Mulheres - O parecer aprovado pela Comissão de Trabalho, rejeitando o PLC 46, também destaca o prejuízo que a reforma traria às mulheres, com a elevação do tempo mínimo de contribuição e da idade mínima para aposentadoria, que passaria de 55 para 62 anos. Em sua avaliação, no caso das professoras, as regras de cálculo são ainda mais perversas, uma vez que, para se aposentar com 100% da média de todos os salários de contribuição, ela precisará contribuir por 40 anos, 15 anos de contribuição a mais, em relação à regra atual.
"É justo obrigar uma professora a passar 40 anos dentro de uma sala de aula, para ter direito a 100% da média salarial, que já é baixa?", questionou Celinho do Sintrocel.

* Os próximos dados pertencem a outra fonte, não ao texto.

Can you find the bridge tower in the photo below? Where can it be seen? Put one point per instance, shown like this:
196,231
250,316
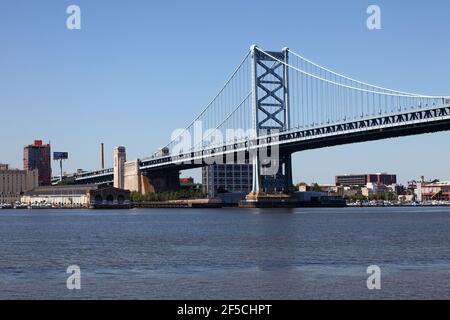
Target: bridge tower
270,113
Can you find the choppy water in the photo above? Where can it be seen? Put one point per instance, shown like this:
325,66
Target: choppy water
226,253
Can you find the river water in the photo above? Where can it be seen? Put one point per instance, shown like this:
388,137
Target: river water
226,253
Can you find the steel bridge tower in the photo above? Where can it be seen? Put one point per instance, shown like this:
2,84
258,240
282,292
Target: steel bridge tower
270,113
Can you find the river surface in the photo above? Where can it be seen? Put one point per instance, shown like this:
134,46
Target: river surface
225,253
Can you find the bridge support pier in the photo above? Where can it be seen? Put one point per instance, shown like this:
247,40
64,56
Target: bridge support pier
270,114
130,176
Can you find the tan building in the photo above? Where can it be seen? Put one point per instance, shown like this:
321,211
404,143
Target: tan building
14,183
76,196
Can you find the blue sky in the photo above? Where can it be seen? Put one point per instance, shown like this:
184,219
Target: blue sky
139,69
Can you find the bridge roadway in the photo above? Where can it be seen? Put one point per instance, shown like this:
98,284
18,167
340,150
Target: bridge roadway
379,127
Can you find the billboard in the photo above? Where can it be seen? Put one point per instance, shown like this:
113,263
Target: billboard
60,155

Alíquotas - Outro ponto que teria levado o relator a apresentar parecer contrário ao projeto é o aumento das alíquotas de contribuição. Para o presidente da Comissão do Trabalho, o argumento do governo de que vai cobrar mais de quem ganha mais é falho, pois, na prática, todos serão penalizados e terão redução de salários, principalmente os que ganham menos, tanto os ativos quanto os aposentados.
Ao passar de uma alíquota única de 11% para uma alíquota progressiva que varia de 13% a 19%, conforme as faixas remuneratórias previstas no PLC, o Governo de Minas estaria cobrando dos servidores contribuições muito maiores do que as previstas na Emenda Constitucional 103, de 2019, para os servidores da União e para o Regime Geral de Previdência Social (RGPS), que hoje variam entre 7,5% e 19%.
Tanto o parecer do deputado Celinho do Sintrocel, quanto os demais deputados opositores que se manifestaram durante a reunião, criticam o fato de o governo não buscar outras alternativas consistentes para a melhoria das contas públicas, como novas receitas tributárias, a revisão da política de isenções fiscais para empresas e da própria relação com a União.